Medical therapy is the mainstay of therapy for treatment patients with Wilson's disease. The treatment option include copper chelators as penicillamine trientine. The treatment also includes Zinc to prevent copper reaccumulation.

Recommendations for the treatment of Wilson's Disease (DO NOT EDIT)[1]

  1. Initial treatment for symptomatic patients should include a chelating agent (D-penicillamine or trientine). Trientine may be better tolerated.
  2. Patients should avoid intake of foods and water with high concentrations of copper, especially during the first year of treatment.
  3. Treatment of presymptomatic patients or those on maintenance therapy can be accomplished with a chelating agent or with zinc. Trientine may be better tolerated.

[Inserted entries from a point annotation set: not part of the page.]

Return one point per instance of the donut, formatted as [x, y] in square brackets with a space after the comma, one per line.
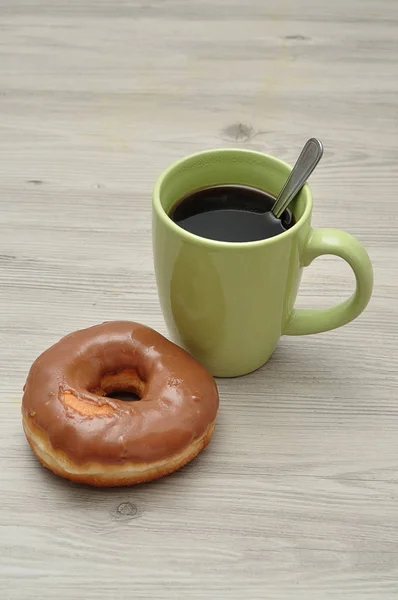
[78, 431]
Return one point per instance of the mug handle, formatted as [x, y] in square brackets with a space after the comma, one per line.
[344, 245]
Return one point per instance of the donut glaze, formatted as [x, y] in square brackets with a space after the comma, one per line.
[80, 433]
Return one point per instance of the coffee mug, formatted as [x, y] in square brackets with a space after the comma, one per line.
[228, 303]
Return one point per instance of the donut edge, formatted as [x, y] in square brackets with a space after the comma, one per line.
[97, 475]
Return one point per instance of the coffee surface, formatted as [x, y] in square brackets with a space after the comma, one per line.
[230, 213]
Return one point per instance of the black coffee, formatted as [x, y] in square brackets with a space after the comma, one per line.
[230, 213]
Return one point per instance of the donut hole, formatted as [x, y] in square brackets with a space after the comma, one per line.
[123, 395]
[125, 385]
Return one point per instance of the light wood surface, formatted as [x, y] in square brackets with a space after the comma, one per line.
[296, 496]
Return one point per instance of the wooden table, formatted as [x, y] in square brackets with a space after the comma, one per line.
[296, 497]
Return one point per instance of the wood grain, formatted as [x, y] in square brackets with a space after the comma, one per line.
[296, 497]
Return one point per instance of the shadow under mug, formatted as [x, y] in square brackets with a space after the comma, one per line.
[229, 303]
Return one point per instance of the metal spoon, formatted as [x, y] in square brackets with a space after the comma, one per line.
[310, 156]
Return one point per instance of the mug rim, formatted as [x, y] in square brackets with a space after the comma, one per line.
[197, 239]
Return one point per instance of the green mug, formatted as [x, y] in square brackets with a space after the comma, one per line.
[229, 303]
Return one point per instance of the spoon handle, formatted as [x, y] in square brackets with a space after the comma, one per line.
[310, 156]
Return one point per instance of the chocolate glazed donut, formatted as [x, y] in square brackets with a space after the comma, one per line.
[79, 432]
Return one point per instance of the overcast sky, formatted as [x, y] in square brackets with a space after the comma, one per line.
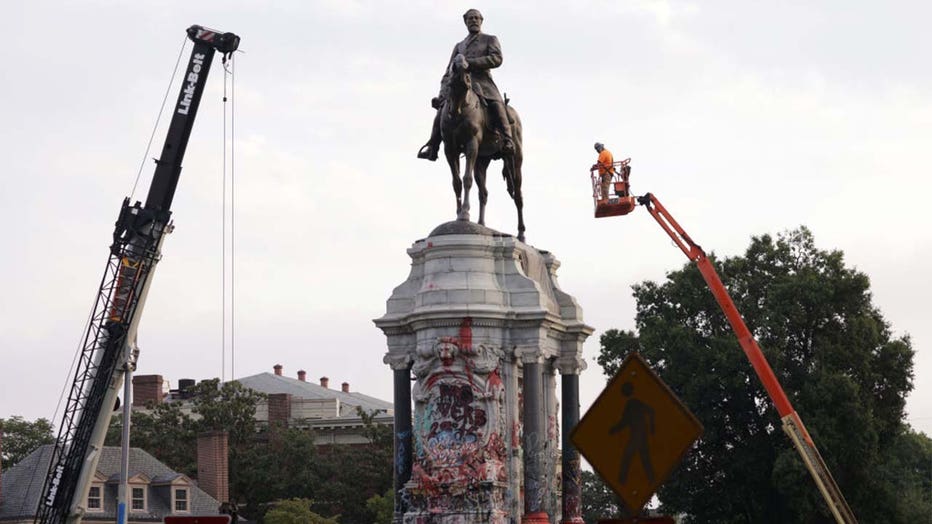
[744, 118]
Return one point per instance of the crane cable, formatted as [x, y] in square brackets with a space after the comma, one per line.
[80, 345]
[79, 348]
[228, 152]
[158, 118]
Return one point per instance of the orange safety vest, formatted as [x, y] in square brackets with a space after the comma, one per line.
[605, 162]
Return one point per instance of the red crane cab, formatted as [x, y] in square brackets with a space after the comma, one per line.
[621, 203]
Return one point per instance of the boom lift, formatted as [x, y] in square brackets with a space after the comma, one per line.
[792, 424]
[109, 348]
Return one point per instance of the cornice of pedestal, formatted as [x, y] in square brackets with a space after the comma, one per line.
[571, 365]
[398, 361]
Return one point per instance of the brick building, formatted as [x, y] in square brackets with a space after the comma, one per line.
[155, 490]
[331, 413]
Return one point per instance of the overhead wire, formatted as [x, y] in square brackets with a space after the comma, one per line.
[228, 255]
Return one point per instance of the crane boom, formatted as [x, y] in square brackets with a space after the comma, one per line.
[792, 424]
[109, 343]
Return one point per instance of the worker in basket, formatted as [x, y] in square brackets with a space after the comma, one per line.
[605, 165]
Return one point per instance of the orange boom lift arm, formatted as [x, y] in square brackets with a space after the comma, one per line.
[792, 424]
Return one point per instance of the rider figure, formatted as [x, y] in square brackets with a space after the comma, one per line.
[482, 52]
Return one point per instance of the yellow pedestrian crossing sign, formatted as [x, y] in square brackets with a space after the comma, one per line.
[636, 432]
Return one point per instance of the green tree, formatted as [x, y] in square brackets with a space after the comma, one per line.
[294, 511]
[165, 431]
[21, 437]
[598, 501]
[278, 465]
[845, 372]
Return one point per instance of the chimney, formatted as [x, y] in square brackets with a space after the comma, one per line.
[213, 474]
[146, 389]
[279, 409]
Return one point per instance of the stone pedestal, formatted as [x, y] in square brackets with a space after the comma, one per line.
[482, 326]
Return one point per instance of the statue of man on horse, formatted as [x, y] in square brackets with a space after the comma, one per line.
[474, 121]
[482, 53]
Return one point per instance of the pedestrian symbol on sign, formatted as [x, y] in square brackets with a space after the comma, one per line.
[639, 418]
[635, 434]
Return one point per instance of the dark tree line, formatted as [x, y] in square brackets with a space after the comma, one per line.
[836, 356]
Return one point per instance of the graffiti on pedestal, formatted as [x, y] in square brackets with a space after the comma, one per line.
[459, 452]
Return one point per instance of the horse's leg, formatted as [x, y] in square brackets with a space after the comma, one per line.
[471, 152]
[515, 167]
[453, 158]
[482, 164]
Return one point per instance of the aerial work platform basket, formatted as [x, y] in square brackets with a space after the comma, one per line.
[617, 199]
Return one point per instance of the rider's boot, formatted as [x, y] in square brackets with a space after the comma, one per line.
[508, 144]
[432, 147]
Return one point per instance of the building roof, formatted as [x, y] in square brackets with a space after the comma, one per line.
[22, 486]
[270, 383]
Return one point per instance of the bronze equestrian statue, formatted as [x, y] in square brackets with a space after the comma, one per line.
[472, 119]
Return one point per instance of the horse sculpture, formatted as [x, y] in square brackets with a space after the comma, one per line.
[465, 129]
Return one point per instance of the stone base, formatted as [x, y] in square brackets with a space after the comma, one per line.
[536, 518]
[480, 322]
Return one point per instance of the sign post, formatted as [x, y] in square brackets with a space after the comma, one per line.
[635, 433]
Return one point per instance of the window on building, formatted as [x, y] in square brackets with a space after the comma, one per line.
[139, 499]
[181, 500]
[95, 500]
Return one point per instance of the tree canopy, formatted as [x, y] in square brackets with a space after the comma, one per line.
[21, 437]
[843, 369]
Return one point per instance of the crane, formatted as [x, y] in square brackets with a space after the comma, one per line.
[622, 204]
[109, 350]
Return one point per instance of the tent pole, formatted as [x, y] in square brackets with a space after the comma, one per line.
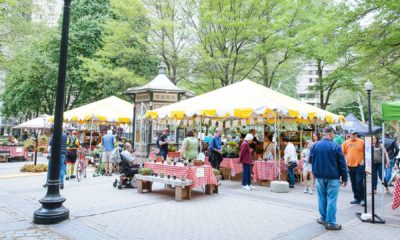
[383, 168]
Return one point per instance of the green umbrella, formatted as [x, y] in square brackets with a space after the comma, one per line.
[391, 111]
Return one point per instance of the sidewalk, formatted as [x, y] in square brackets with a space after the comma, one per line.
[99, 211]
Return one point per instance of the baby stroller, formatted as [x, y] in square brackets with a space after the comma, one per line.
[128, 171]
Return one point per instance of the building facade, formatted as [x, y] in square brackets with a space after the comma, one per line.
[307, 78]
[47, 11]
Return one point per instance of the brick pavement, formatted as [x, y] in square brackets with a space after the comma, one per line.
[99, 211]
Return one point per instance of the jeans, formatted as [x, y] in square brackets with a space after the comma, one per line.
[388, 173]
[377, 172]
[163, 154]
[291, 175]
[246, 177]
[215, 159]
[62, 169]
[328, 190]
[357, 178]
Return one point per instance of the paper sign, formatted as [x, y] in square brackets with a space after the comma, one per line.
[367, 154]
[199, 172]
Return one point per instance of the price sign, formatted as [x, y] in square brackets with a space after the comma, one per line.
[199, 172]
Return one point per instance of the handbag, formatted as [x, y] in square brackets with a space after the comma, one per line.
[292, 164]
[201, 157]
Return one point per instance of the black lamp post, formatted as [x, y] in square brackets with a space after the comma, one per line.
[368, 88]
[52, 210]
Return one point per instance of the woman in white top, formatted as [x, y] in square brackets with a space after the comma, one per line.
[269, 148]
[307, 168]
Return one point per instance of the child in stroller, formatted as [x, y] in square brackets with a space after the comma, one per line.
[128, 170]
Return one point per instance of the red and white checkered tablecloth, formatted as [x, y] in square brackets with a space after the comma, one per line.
[189, 172]
[265, 170]
[233, 164]
[396, 194]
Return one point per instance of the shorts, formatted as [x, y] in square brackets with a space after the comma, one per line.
[106, 157]
[307, 168]
[71, 156]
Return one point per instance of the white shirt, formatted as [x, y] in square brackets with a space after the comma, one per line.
[290, 153]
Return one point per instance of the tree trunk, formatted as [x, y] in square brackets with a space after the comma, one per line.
[321, 84]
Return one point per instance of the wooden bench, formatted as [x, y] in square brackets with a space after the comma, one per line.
[4, 155]
[182, 188]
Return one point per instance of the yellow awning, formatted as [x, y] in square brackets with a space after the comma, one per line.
[243, 100]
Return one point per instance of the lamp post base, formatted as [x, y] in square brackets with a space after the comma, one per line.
[365, 217]
[52, 210]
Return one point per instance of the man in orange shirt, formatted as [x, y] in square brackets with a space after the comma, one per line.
[353, 150]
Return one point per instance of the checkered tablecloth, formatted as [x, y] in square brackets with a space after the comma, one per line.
[265, 170]
[233, 164]
[189, 172]
[396, 194]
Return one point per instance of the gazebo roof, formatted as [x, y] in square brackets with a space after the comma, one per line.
[160, 83]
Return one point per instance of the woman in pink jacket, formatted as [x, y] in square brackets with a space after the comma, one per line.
[245, 159]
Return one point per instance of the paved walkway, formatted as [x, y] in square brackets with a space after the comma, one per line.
[99, 211]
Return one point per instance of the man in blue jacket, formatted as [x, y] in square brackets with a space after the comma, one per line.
[328, 167]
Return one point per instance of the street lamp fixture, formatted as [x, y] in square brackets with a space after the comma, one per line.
[368, 86]
[52, 210]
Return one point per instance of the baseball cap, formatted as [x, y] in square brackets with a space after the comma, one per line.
[328, 129]
[353, 131]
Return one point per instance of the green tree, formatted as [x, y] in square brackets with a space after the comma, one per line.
[169, 35]
[329, 40]
[124, 60]
[85, 38]
[30, 82]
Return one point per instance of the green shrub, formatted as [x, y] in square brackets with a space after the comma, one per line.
[32, 168]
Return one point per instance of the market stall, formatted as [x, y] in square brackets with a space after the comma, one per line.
[95, 117]
[391, 112]
[245, 103]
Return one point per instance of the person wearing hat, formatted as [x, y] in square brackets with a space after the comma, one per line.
[215, 149]
[353, 150]
[329, 167]
[290, 159]
[245, 159]
[162, 143]
[108, 141]
[72, 148]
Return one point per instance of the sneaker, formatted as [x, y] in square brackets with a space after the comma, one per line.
[332, 227]
[321, 222]
[246, 188]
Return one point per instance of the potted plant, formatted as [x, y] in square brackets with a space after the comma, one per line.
[171, 148]
[145, 171]
[30, 145]
[197, 163]
[231, 150]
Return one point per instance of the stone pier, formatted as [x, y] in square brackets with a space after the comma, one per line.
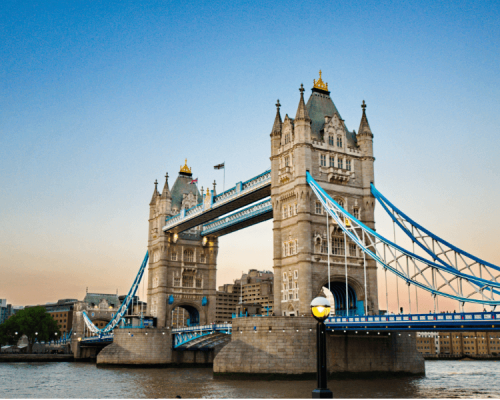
[285, 347]
[150, 347]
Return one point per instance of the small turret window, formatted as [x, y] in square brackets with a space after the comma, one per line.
[188, 255]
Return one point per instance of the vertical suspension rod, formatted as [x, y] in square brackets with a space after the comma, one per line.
[364, 269]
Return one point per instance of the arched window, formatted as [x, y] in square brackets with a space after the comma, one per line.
[188, 256]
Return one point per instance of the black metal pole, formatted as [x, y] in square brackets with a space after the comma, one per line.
[322, 392]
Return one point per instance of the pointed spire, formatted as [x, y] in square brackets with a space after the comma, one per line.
[277, 121]
[302, 114]
[166, 190]
[364, 126]
[155, 194]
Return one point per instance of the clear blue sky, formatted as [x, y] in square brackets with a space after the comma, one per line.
[99, 99]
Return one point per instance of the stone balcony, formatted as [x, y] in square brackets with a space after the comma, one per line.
[337, 174]
[285, 174]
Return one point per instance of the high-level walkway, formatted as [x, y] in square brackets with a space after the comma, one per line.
[241, 195]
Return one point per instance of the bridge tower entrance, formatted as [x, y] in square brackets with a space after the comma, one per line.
[182, 266]
[317, 140]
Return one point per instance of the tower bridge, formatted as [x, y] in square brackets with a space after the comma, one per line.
[320, 193]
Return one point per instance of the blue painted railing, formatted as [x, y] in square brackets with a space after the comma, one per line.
[418, 322]
[237, 217]
[239, 190]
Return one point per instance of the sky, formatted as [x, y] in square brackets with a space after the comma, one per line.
[99, 99]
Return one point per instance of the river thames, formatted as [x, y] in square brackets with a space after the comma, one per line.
[451, 379]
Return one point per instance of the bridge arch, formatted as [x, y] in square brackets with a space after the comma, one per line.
[193, 311]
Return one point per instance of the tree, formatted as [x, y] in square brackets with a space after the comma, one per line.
[34, 322]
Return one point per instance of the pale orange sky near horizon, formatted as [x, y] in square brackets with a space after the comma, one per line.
[98, 101]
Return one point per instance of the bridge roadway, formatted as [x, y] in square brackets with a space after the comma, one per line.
[241, 195]
[482, 321]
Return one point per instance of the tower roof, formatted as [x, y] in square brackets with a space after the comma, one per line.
[181, 187]
[185, 170]
[320, 105]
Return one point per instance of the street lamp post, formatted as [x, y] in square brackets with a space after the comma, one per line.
[320, 308]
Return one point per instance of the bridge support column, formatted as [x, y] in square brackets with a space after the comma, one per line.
[284, 346]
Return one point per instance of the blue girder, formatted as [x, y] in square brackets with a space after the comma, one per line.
[340, 215]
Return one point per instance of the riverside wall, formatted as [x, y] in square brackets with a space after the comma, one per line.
[286, 347]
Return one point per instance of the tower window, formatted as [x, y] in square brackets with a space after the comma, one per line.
[338, 246]
[188, 255]
[187, 280]
[323, 160]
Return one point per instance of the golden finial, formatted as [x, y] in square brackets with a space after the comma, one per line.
[185, 168]
[320, 84]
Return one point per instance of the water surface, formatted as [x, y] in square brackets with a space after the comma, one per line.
[450, 379]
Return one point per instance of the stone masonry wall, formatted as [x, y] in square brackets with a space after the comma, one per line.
[141, 346]
[153, 348]
[287, 346]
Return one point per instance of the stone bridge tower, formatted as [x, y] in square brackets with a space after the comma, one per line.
[341, 161]
[182, 267]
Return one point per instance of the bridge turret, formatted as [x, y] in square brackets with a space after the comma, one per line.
[365, 143]
[154, 198]
[166, 198]
[302, 122]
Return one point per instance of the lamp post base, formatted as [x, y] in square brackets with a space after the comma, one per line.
[322, 394]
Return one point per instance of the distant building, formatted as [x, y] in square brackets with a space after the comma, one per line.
[253, 291]
[459, 344]
[61, 312]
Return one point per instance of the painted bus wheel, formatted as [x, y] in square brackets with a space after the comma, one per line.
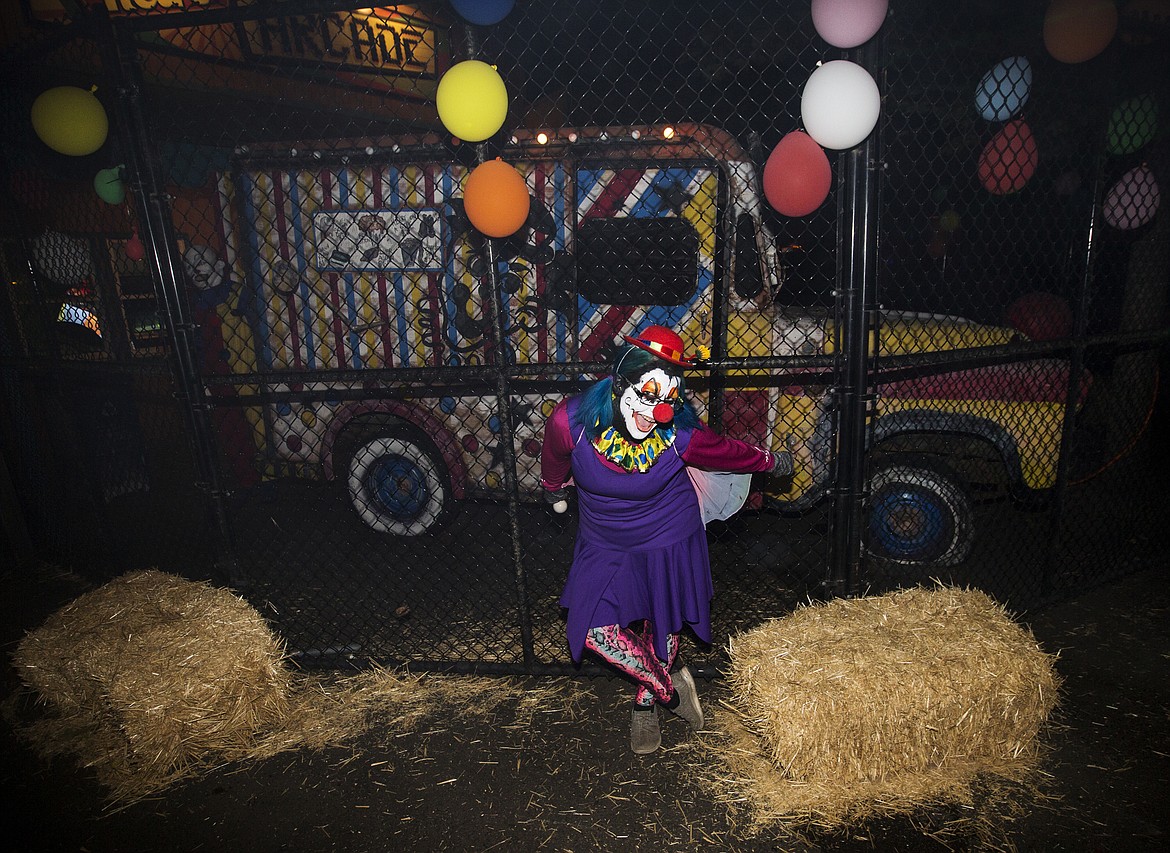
[397, 486]
[919, 516]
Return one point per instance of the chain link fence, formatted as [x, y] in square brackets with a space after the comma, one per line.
[255, 336]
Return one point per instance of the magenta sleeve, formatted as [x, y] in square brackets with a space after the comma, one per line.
[713, 452]
[556, 452]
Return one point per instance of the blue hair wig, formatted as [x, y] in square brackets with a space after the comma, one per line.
[594, 412]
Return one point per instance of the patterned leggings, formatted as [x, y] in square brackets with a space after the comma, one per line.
[633, 654]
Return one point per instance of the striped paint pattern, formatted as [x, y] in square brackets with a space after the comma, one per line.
[369, 318]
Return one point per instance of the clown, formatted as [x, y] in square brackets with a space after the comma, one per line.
[640, 569]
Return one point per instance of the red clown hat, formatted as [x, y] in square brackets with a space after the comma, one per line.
[662, 343]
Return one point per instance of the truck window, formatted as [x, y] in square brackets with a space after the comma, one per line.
[632, 261]
[749, 279]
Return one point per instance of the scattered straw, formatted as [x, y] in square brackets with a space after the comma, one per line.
[873, 707]
[152, 679]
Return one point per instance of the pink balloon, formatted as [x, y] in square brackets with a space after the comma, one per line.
[797, 176]
[1009, 160]
[1133, 200]
[848, 22]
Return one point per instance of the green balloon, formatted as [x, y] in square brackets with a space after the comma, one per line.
[1131, 124]
[109, 186]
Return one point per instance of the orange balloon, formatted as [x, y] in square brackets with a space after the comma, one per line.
[495, 198]
[1075, 31]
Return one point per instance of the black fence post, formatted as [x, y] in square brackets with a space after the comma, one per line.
[503, 413]
[166, 267]
[1075, 389]
[855, 276]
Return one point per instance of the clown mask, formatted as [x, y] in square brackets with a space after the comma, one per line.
[648, 401]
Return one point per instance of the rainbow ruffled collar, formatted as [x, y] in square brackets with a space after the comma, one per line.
[632, 456]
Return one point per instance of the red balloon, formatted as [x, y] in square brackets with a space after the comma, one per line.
[797, 176]
[135, 248]
[495, 198]
[1041, 316]
[1009, 160]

Treatment in Specific Clinical Situations

  1. Patients with acute liver failure due to WD should be referred for and treated with liver transplantation immediately.
  2. Patients with decompensated cirrhosis unresponsive to chelation treatment should be evaluated promptly for liver transplantation.
  3. Treatment for WD should be continued during pregnancy, but dosage reduction is advisable for D-penicillamine and trientine.
  4. Treatment is lifelong and should not be discontinued, unless a liver transplant has been performed.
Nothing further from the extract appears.